Zweifache Mutter hilft mit ihrer Stiftung Kindern in Not

Hamburg (dpa). So gequält hat sie sich seit Jahren nicht mehr auf einem Tennisplatz. »Es ist schön, zwischendurch mal wieder den Schläger in der Hand zu halten. Ich habe dieses Jahr vielleicht zehn, zwölf Mal auf dem Platz gestanden und damit mehr Tennis gespielt als in den letzten fünf, sechs Jahren«, erzählt Steffi Graf (35) und lüftet das Geheimnis ihrer bevorstehenden Rückkehr ins Tennis-Geschäft.
Drücken Andre Agassi die Daumen: Steffi Graf und Sohn Jaden Gil.

»Im Oktober oder November wollen wir so etwas wie im vergangenen Herbst in Berlin wieder machen. Ich will versuchen, pro Jahr in Deutschland einen Showkampf zu machen, zu Gunsten meiner Stiftung 'Children for Tomorrow'.«
Und schon in diesem Sommer steht ein anderer Wettkampf an. »Naja, Wettkampf-Tennis wird man das nicht unbedingt nennen können«, relativiert sie schmunzelnd. Ein Spiel wolle sie im Kreis anderer Tennisstars bei der amerikanischen World-Team-Tennis-Serie bestreiten »und dann schaue ich mal, wie fit ich bin«. Ihr Mann Andre Agassi und auch Thomas Haas spielen mit bei dem Freizeitspaß, der den »Weißen Sport« wieder populärer machen soll.
Die Initiatorin Billy Jean King hatte Steffi Graf überredet und nicht mehr locker gelassen, als die versuchte, ihre Zusage rückgängig zu machen.
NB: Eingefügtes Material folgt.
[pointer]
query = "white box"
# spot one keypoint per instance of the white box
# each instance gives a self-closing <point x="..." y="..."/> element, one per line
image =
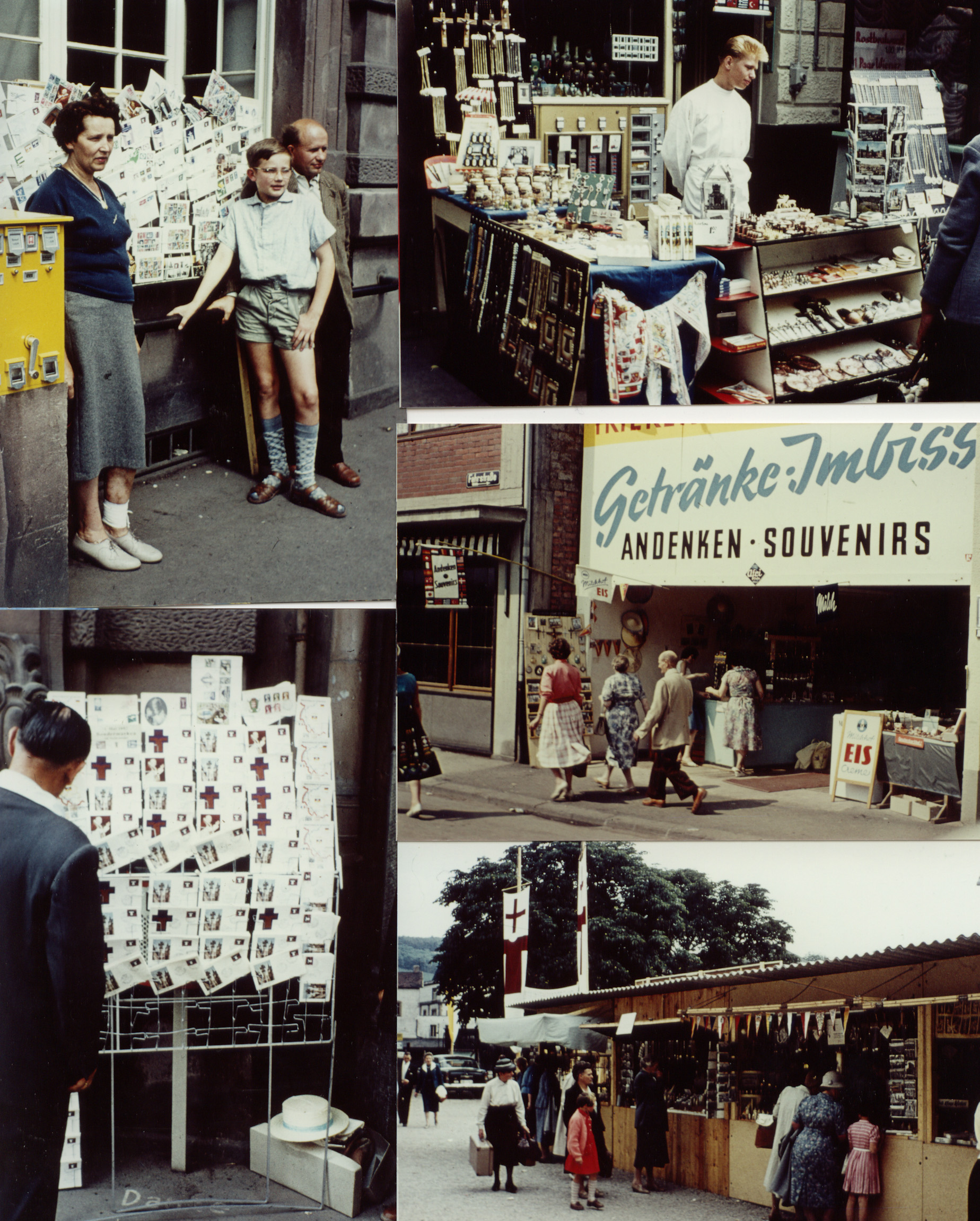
<point x="301" y="1169"/>
<point x="70" y="1175"/>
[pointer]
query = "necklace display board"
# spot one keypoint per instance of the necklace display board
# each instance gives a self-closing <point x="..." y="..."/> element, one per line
<point x="524" y="317"/>
<point x="214" y="813"/>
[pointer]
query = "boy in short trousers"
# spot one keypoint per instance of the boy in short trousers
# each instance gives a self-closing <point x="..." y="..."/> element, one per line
<point x="286" y="263"/>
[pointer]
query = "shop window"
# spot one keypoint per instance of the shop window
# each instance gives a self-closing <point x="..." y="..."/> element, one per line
<point x="20" y="39"/>
<point x="451" y="649"/>
<point x="222" y="34"/>
<point x="117" y="42"/>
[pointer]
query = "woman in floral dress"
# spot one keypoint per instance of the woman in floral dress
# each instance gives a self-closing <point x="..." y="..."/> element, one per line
<point x="620" y="694"/>
<point x="741" y="687"/>
<point x="816" y="1174"/>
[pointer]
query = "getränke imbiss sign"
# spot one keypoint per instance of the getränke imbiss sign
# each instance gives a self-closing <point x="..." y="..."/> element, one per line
<point x="801" y="505"/>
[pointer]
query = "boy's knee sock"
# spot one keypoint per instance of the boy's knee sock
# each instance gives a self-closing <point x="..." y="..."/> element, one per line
<point x="306" y="453"/>
<point x="275" y="445"/>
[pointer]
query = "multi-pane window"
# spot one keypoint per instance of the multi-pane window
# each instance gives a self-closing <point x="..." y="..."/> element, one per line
<point x="114" y="43"/>
<point x="20" y="39"/>
<point x="452" y="649"/>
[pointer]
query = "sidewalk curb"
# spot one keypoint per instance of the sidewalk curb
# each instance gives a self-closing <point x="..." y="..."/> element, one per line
<point x="647" y="827"/>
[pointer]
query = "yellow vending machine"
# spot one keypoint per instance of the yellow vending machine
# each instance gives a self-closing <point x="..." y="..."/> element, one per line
<point x="33" y="410"/>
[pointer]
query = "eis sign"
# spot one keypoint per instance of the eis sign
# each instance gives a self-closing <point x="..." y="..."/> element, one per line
<point x="780" y="505"/>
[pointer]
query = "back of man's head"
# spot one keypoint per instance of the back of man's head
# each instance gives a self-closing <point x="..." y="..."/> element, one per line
<point x="54" y="733"/>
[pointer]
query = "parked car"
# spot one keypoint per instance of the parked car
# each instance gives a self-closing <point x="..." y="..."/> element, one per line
<point x="462" y="1074"/>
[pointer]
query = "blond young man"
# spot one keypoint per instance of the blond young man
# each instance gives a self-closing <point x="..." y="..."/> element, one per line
<point x="712" y="126"/>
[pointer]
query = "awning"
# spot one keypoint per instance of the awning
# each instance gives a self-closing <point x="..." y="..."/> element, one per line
<point x="563" y="1029"/>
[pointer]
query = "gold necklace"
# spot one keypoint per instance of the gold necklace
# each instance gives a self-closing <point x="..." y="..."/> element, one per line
<point x="98" y="195"/>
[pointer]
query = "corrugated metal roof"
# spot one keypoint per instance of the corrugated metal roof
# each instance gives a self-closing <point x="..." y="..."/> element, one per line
<point x="894" y="956"/>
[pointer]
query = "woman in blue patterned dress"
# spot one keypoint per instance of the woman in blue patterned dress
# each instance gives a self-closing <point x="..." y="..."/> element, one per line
<point x="620" y="694"/>
<point x="741" y="687"/>
<point x="816" y="1170"/>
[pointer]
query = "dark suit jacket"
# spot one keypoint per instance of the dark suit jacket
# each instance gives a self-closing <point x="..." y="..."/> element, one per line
<point x="335" y="199"/>
<point x="652" y="1109"/>
<point x="51" y="978"/>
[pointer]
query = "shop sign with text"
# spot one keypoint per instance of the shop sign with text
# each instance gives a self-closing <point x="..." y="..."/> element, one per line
<point x="793" y="505"/>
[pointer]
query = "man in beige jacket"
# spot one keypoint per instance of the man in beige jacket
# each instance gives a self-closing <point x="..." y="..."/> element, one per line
<point x="669" y="719"/>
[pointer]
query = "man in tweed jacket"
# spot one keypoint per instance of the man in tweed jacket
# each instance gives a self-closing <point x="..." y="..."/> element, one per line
<point x="307" y="142"/>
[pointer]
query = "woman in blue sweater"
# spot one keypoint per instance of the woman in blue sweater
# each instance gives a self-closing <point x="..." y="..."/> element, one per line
<point x="102" y="369"/>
Aus dem einen Auftritt soll aber keine Regelmäßigkeit werden. »Meine Zeit verbringe ich doch lieber mit den Kindern«, sagt die Jahrhundertsportlerin und streicht Tochter Jaz Elle (18 Monate) durch die blonden Locken.
Es ist Frühling in Deutschland, und die Familie Graf/Agassi ist zur Sandplatz-Tennissaison nach Europa und erstmals seit vier Jahren auch wieder an den Hamburger Rothenbaum gekommen. Wenn die Natur erwacht, zieht es Steffi Graf alljährlich aus der Wüste Nevadas in die Heimat. Blühende Rapsfelder, Spielplätze unter grünen Bäumen. Doch es wartet auch viel Arbeit auf die Stifterin, die in der Werbung einen hohen Stellenwert hat, »weil sie authentisch ist«, wie die Geschäftspartner betonen. Und die neuen Projekte ihrer Stiftung »Children for Tomorrow«, die sie Ende Mai nach Nordafrika führen werden, müssen vorbereitet werden.
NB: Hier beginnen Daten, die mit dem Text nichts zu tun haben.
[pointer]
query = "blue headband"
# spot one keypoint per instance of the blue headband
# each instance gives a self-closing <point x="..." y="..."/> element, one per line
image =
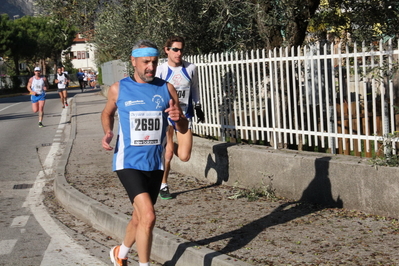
<point x="143" y="52"/>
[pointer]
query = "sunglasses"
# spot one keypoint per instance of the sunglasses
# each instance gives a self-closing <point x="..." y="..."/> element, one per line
<point x="174" y="49"/>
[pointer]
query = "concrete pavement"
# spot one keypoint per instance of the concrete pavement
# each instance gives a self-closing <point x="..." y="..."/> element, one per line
<point x="85" y="129"/>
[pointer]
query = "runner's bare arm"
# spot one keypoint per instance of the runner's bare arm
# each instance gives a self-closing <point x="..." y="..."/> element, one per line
<point x="108" y="116"/>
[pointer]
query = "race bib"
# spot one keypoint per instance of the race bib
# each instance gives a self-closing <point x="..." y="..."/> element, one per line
<point x="184" y="94"/>
<point x="145" y="128"/>
<point x="38" y="89"/>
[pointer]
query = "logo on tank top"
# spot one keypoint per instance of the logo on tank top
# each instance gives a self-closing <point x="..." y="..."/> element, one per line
<point x="159" y="101"/>
<point x="130" y="103"/>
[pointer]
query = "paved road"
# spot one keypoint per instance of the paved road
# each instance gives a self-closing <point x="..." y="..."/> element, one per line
<point x="28" y="234"/>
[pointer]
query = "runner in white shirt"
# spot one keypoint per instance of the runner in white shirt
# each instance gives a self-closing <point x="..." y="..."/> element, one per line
<point x="183" y="76"/>
<point x="62" y="80"/>
<point x="37" y="87"/>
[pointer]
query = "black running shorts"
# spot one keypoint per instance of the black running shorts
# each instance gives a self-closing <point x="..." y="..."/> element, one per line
<point x="136" y="182"/>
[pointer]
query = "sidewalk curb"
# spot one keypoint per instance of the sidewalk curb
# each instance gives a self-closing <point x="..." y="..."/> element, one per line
<point x="166" y="247"/>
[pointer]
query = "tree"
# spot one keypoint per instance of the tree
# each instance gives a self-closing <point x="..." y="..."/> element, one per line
<point x="360" y="20"/>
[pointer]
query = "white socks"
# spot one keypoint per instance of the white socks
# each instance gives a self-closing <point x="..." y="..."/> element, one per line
<point x="123" y="251"/>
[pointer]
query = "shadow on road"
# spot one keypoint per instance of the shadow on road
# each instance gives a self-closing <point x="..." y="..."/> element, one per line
<point x="317" y="192"/>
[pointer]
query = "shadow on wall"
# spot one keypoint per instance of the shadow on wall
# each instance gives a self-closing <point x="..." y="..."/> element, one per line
<point x="221" y="162"/>
<point x="318" y="191"/>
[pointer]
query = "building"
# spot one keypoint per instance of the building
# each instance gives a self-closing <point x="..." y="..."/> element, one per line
<point x="82" y="53"/>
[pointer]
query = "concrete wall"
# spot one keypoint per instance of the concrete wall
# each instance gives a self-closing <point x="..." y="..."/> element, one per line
<point x="332" y="180"/>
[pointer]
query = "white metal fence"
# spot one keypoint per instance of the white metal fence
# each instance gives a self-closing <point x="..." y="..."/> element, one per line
<point x="334" y="97"/>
Der Terminkalender ist voll, und trotzdem sieht Steffi Graf fit, gesund und rundum glücklich aus. Das Reisen mit zwei kleinen Kindern ist zur Routine geworden, auch wenn die Flüge durch die Zeitzonen manch schlaflose Nacht bescheren. Aber die Familie will natürlich so oft wie möglich beisammen sein. Und Steffi Graf freut sich besonders, wenn ihr Mann vor deutschem Publikum spielt. So wie in Hamburg, wo sich nicht nur der Sitz ihrer Stiftung befindet. »Außerdem habe ich hier gute Freunde und auch schöne Erinnerungen an das Turnier.« Sechs Mal konnte sie das Damenturnier am Rothenbaum gewinnen, bevor sie vor sechs Jahren endgültig mit dem Tennis aufhörte.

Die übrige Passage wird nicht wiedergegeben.